Naprawdę! Mimo Joanny Kluzik-Rostkowskiej, Jana Filipa Libickiego czy Marka Migalskiego. Trzymam kciuki, by partii tej, jeśli nie stać jej na szybką likwidację, nie przegoniła partia Janusza Palikota. Niestety, z wyników sondaży wynika, że może być z tym różnie. Wywody Marka Migalskiego, jakoby realny był wynik 11% od początku można było włożyć między bajki. No, chyba że chodziło mu o wynik w systemie binarnym. Migalski skończy na dnie i jest mi to obojętne. Nie jest mi natomiast obojętne i nigdy tego nie ukrywałem, co stanie się z Pawłem Kowalem i Elżbietą Jakubiak. Wolałbym zatem, aby cham z Biłgoraja nie pysznił się zwycięstwem nad nimi.
Ostatni sondaż GfK Polonia jest dla PJN fatalny: 2% dla Palikota i 1% dla PJN. Zadowolony jestem natomiast z wyników PO i PiS. PO traci, PiS zyskuje, chociaż sondaże dla dwóch głównych ugrupowań są zwyczajowo GW warte.

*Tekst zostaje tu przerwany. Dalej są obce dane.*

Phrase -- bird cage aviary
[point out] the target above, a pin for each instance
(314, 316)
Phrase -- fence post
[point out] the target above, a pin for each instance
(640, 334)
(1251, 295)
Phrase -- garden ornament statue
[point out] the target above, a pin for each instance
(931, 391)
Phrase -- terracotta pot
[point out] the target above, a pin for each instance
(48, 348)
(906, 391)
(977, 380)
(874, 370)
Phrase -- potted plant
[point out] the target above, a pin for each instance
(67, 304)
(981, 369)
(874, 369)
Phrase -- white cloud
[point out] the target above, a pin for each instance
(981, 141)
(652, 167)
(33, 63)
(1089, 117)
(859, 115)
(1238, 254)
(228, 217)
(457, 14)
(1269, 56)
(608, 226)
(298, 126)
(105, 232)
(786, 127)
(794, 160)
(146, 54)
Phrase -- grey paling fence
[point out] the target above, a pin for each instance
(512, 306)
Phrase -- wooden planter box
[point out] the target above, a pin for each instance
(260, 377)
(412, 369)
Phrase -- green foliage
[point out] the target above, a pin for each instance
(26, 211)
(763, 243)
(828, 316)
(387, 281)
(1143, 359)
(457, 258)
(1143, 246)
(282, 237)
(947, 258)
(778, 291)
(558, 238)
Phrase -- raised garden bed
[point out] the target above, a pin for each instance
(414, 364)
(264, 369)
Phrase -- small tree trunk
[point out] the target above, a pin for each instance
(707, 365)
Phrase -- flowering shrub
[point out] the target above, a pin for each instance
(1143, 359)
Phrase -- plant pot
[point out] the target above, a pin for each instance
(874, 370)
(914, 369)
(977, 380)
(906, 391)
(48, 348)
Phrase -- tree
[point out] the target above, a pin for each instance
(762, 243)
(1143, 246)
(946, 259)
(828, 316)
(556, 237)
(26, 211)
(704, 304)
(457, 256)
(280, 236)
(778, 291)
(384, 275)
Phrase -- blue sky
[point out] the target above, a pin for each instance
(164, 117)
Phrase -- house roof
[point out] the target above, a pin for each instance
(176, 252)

Niestety, nie było i nie ma szans na to, abym zagłosował na PJN. Po przejściu Joanny Kluzik-Rostkowskiej do PO moja żona, która mimo moich protestów początkowo chciała się nawet zaangażować w budowę struktur PJN orzekła: w życiu nie zagłosuję na PJN! Nie mam również zamiaru namawiać do tego kogokolwiek. PJN pod wodzą Pawła Kowala pozostaje uszczknąć 1% (ale nie więcej!) wyborców PO, by o 1 promil wyprzedzić Palikota, a po przegranych wyborach rozwiązać się. Za to jeszcze bardziej trzymam kciuki!